Patriviloside 2 (2) had a molecular formula of C42H54O25, as deduced from HR-FAB-MS. The 1H- and 13C-NMR data were closely similar to those of 1, except for the presence of an additional β-D-glucopyranosyl (Glc) unit, confirmed by the acid hydrolysis experiment.27) The location of the additional β-D-Glc unit in 2 was deduced to be at C-5 hydroxy group of 1 by the HMBC correlation between H-1″‴ of Glc at δH 4.92 (d, J=7.5 Hz) and C-5 at δC 159.6.28) From the above results, 2 was characterized as rhamnocitrin 3-O-4‴-acetylrhamninoside 5-O-β-D-glucopyranoside, and named patriviloside 2.
Patrinovalerosidate (3) was obtained as a white amorphous powder. The IR spectrum showed typical absorption bands for hydroxy (3413 cm−1), carbonyl (1715 cm−1), conjugated C=C groups (1651 cm−1), and glycosidic C–O (1077, 1032 cm−1). The HR-(+)-FAB-MS showed a protonated molecular ion peak at m/z 449.2388 [M+H]+, suggestive of a molecular formula of C21H36O10 (Calcd for C21H37O10: 449.2387) and four degrees of unsaturation. The 1H- and 13C-NMR spectroscopic data were closely similar to those of jatamanin J (12)29) except for the presence of one hexose and isovaleryl moiety in 3. These observations, coupled with analysis of the 1H–1H correlation spectroscopy (COSY), the heteronuclear multiple quantum correlation (HMQC) and HMBC spectra, disclosed that 3 was a derivative of 12 with an isovaleroxyl group at C-1 and sugar moiety at C-11. The presence of a Glc unit was supported by the 13C-NMR and 1H–1H COSY spectra. The absolute configuration of the Glc was determined to be D-form in the above manner.27) The HMBC correlations between the Glc anomeric proton at δH 4.27 (d, J=7.8 Hz) and C-11 (δC 73.5), and between the oxymethylene protons at C-1 [δH 4.05 (1H, dd, J=7.3, 11.2 Hz), 4.17 (1H, dd, J=6.0, 11.2 Hz)] and the ester carbonyl of the isovaleroxyl moiety at δC 175.0 (C-1″) clearly established the full structure of 3 for assignment. The nuclear Overhauser effect (NOE) correlations of H-9 with H-5 and 10-CH3, and H-7 with H-6α, and H-5 with 10-CH3 and H-6β showed that the H-5 and H-9 hydrogens possess a cis-configuration and indicated 7β,8α-orientations for the 7,8-OH groups. The above data strongly suggest that 3 is a monocyclic iridoid glycoside ring-opened between C-1 and C-2 as seen in the patrinioside which was already isolated from the same genus P. scabra.30) Thus, the structure of 3 was established as 1-O-isovaleroxyl-11-O-β-D-glucopyranosyl jatamanin J and named patrinovalerosidate. Iridoids with an isovaleroyl group at C-1 and a sugar moiety at C-11 have been previously isolated from several species within the genera Penstemon, Viburnum and Valeriana.31–34) The occurrence of monocyclic iridoid glycoside produced by the cleavage of the pyran ring isolated from natural sources is relatively rare.30,32–34) Although the positions of glycosidation and acylation are different from those of patrinioside, this is the first positional isomer of patrinioside isolated from the same genus Patrinia.

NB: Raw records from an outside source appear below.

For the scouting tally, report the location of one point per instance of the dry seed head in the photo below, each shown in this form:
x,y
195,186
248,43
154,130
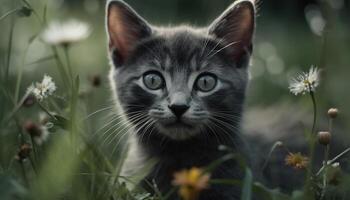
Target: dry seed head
x,y
324,137
333,113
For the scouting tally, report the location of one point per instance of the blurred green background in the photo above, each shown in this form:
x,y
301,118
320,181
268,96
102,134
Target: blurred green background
x,y
290,37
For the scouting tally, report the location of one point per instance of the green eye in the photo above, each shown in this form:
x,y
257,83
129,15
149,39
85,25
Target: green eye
x,y
153,80
206,83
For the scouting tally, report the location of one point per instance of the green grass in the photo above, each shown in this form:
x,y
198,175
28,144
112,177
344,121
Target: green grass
x,y
83,155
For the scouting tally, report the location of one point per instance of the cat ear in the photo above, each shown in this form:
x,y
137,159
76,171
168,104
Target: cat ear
x,y
235,27
125,29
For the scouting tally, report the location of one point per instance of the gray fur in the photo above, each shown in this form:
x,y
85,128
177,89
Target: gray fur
x,y
181,55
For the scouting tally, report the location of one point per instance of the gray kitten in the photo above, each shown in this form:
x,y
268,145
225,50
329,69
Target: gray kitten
x,y
183,90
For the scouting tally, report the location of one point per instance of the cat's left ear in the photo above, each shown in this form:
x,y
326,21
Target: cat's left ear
x,y
235,28
125,29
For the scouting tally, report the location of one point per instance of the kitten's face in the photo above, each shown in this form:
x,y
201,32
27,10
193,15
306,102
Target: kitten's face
x,y
177,82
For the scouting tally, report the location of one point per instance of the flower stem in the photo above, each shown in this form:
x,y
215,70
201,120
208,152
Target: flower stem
x,y
34,148
66,52
24,173
9,13
308,186
325,166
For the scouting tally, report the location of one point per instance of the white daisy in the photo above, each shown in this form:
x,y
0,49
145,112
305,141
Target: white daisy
x,y
306,82
44,89
58,33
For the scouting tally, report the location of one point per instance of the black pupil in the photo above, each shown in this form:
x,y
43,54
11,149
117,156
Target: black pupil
x,y
205,82
152,80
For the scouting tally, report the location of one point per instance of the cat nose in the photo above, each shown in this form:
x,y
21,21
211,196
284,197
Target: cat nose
x,y
178,109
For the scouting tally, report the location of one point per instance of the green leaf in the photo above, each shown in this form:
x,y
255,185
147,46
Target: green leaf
x,y
10,188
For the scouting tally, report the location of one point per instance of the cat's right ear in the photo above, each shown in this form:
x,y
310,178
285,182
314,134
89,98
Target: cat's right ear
x,y
125,29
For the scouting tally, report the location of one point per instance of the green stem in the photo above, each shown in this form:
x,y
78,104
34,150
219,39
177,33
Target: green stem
x,y
70,71
308,186
9,49
33,165
24,173
325,166
34,148
20,73
9,13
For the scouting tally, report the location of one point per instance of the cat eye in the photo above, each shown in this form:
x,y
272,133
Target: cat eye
x,y
153,80
206,82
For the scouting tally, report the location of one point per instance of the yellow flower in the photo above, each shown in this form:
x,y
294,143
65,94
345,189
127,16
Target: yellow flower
x,y
297,160
191,182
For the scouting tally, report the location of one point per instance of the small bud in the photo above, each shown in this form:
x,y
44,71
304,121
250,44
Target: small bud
x,y
333,113
324,137
29,101
279,144
24,12
23,152
32,129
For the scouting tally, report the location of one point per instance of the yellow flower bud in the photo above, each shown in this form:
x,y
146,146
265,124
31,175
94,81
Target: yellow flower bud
x,y
333,113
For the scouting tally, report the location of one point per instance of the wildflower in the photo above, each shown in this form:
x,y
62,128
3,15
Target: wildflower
x,y
279,144
44,89
29,101
324,137
58,33
23,152
333,113
297,160
305,82
39,133
191,182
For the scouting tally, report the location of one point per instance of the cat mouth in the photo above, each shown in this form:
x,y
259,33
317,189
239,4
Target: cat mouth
x,y
178,123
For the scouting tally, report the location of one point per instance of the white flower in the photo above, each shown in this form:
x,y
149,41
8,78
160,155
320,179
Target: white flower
x,y
44,89
336,165
58,33
305,82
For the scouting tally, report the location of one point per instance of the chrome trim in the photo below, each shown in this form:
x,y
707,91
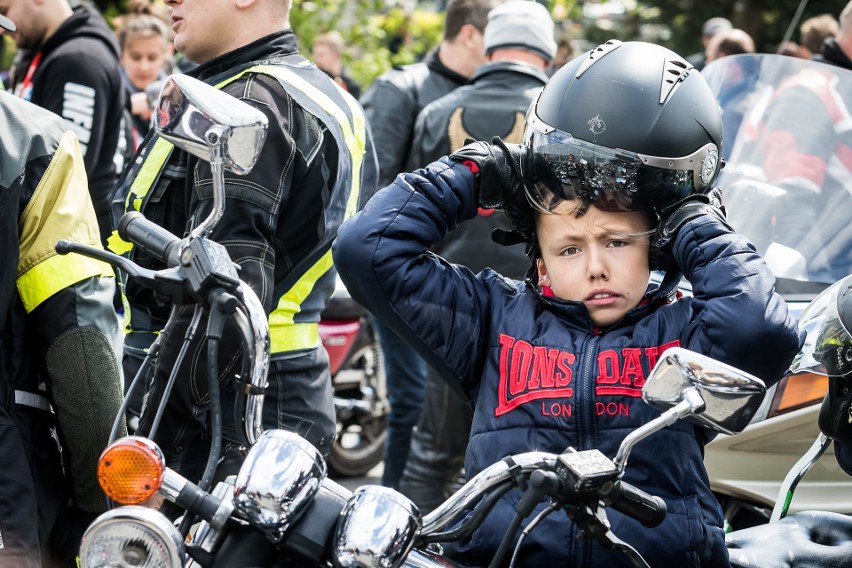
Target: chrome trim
x,y
691,162
149,518
377,529
278,480
483,482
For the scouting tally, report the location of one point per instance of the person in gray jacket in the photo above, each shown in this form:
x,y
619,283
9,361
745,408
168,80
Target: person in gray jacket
x,y
519,45
391,105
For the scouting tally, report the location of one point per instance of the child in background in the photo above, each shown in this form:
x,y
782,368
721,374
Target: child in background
x,y
144,41
614,178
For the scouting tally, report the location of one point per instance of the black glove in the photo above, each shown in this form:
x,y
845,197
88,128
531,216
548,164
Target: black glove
x,y
676,216
499,180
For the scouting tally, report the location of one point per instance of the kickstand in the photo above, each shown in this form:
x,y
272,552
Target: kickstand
x,y
796,473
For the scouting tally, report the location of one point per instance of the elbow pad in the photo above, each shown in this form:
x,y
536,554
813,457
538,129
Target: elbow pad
x,y
87,393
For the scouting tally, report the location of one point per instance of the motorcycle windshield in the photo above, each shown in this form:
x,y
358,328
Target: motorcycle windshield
x,y
788,152
828,346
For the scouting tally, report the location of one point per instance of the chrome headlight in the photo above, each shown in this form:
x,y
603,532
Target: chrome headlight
x,y
279,478
376,530
132,536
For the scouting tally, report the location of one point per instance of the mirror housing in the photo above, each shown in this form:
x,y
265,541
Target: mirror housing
x,y
731,396
204,121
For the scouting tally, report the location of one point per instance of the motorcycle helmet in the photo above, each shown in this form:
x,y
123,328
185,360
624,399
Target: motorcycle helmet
x,y
828,351
627,127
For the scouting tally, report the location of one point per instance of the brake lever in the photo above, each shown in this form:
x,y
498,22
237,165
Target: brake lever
x,y
169,282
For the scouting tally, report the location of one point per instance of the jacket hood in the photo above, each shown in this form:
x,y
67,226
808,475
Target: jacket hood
x,y
85,21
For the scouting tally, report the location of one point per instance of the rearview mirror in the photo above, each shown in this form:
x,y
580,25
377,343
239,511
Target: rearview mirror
x,y
731,396
204,122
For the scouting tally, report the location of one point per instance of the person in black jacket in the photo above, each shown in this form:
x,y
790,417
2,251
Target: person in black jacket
x,y
60,385
391,104
615,176
837,50
316,167
70,67
519,44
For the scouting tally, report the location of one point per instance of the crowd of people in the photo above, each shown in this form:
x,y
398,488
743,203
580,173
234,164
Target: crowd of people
x,y
482,315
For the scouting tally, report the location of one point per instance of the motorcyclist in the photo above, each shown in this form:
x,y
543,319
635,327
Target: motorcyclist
x,y
803,150
60,386
814,538
316,167
621,150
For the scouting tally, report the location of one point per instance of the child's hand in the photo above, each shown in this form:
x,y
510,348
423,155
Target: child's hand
x,y
676,216
499,164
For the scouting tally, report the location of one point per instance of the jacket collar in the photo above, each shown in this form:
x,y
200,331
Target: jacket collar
x,y
493,67
435,65
276,45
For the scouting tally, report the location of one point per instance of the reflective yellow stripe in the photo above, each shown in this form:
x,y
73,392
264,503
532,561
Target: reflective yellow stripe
x,y
118,245
356,141
57,273
282,317
285,334
293,337
154,162
140,187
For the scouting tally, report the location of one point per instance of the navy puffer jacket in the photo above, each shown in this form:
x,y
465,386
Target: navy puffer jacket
x,y
541,377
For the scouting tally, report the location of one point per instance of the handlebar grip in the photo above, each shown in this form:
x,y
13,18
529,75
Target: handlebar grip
x,y
197,501
648,509
150,237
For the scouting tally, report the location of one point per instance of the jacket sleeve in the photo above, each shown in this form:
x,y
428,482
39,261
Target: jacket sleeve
x,y
383,258
68,300
80,93
391,113
735,315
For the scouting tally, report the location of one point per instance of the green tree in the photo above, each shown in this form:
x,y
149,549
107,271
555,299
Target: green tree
x,y
377,36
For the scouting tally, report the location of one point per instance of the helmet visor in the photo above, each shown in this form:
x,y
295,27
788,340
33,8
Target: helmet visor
x,y
828,345
562,168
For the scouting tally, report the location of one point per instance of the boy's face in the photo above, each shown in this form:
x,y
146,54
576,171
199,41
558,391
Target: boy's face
x,y
596,259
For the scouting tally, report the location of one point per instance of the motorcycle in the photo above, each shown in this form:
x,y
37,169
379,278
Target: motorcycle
x,y
281,508
811,538
358,379
746,470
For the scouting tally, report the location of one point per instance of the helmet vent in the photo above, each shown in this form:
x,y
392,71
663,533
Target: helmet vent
x,y
596,54
674,72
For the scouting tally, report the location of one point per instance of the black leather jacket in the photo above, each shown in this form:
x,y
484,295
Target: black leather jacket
x,y
391,105
278,226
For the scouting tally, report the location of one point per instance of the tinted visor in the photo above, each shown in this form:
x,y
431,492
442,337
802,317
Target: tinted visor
x,y
828,344
561,167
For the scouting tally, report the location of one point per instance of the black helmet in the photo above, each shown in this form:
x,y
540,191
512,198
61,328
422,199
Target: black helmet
x,y
629,126
828,351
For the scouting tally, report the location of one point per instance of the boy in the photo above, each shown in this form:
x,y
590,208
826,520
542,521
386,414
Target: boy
x,y
621,150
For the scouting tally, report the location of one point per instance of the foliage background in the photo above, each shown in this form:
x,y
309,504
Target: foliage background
x,y
380,34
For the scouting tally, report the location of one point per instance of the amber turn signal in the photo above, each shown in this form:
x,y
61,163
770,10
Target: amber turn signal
x,y
131,470
798,391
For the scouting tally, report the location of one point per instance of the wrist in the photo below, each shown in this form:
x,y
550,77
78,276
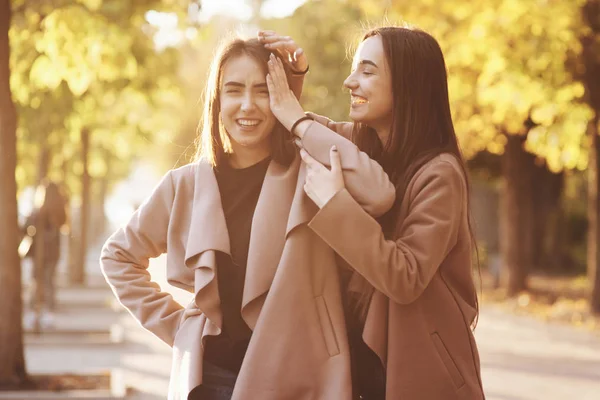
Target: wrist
x,y
301,128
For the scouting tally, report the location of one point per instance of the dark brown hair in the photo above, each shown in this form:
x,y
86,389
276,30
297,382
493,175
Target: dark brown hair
x,y
213,142
421,126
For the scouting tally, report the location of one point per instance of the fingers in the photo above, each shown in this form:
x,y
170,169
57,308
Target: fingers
x,y
276,71
307,158
312,165
273,94
334,157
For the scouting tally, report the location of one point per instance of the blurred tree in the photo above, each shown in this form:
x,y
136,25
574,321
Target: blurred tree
x,y
90,66
12,367
80,69
511,94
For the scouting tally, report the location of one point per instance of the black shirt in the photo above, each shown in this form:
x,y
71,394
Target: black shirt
x,y
239,190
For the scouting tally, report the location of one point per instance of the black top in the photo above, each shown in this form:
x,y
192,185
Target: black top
x,y
368,373
239,190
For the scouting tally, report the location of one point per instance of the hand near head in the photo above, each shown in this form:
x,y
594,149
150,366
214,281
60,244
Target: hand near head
x,y
287,49
322,184
284,105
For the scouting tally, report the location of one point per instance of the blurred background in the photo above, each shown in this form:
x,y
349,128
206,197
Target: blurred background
x,y
101,97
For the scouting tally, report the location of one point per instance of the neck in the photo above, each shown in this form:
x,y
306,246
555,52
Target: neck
x,y
383,128
243,157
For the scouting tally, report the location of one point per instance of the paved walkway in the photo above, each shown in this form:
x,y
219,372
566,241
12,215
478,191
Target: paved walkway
x,y
522,359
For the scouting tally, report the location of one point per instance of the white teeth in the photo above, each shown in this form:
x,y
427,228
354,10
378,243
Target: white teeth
x,y
248,122
358,100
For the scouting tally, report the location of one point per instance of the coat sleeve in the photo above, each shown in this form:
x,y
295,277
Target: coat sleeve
x,y
403,268
296,83
124,262
364,178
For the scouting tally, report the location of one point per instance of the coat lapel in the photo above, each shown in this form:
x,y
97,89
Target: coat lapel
x,y
207,235
282,206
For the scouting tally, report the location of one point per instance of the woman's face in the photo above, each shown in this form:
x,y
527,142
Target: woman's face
x,y
245,109
370,83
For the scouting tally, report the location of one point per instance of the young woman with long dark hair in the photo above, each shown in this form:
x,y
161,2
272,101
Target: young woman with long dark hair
x,y
267,319
411,300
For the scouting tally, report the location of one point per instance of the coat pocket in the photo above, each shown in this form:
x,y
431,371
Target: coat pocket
x,y
327,327
447,360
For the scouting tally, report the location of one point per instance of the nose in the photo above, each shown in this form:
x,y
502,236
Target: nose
x,y
351,82
248,103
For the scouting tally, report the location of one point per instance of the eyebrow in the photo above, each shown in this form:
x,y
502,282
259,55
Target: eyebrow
x,y
241,85
369,62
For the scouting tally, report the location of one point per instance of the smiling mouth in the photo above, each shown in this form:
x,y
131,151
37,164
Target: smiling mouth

Patrinoviloside A (4) was obtained as a white amorphous powder. HR-(−)-FAB-MS gave the molecular formula C46H74O17. The inspection of the 1H- and 13C-NMR spectra of the compound readily indicated the presence of three monosaccharide units through easily identifiable signals for anomeric protons and carbons. Acid hydrolysis of 4 yielded Glc, xylose (Xyl), and arabinose (Ara) as the sugar components identified by TLC analysis with comparison of authentic samples. The absolute configurations of sugars were determined as the D-form for Glc, L-form for Ara and D-form for Xyl, respectively, in the above manner.27) The (−)-FAB-MS of 4 exhibited an [M−H]− ion at m/z 897, which is consistent with a trisaccharide glycoside carrying one mol each of Glc, Xyl and Ara, and an aglycon with a molecular mass 472. The daughter ions at m/z 765 [(M−H)−132]−, 603 [(M−H)−132−162]−, and 471 [(M−H)−132−162−132]− showed the presence of a linear sugar chain, and the sugar sequence appeared to be that of pentose-Glc-pentose.3) The 1H- and 13C-NMR data of the aglycon moiety in 4 were closely related to those of reported compound, mesembryanthemoidigenic acid,35) except for the presence of the three sugar units described above. An unambiguous determination of the sequence of the sugars and linkage sites at the aglycon was determined from the HMBC spectrum (Fig. 2), which showed key correlation peaks between the proton signal at δH 4.72 (H-1′) and the carbon resonance at δC 88.6 (C-3), δH 5.34 (H-1″) and δC 84.3 (C-3′), and the proton signal at δH 5.11 (H-1‴) and the carbon resonance at δC 80.7 (C-4″). The large J values of the anomeric protons established the sugar units as α-L-arabinopyranosyl (J=7.5 Hz), β-D-glucopyranosyl (J=7.9 Hz) and β-D-xylopyranosyl (J=7.7 Hz) in 4.3) Thus, the structure of 4 was established as mesembryanthemoidigenic acid 3-O-β-D-xylopyranosyl-(1→4)-β-D-glucopyranosyl-(1→3)-α-L-arabinopyranoside, named patrinoviloside A.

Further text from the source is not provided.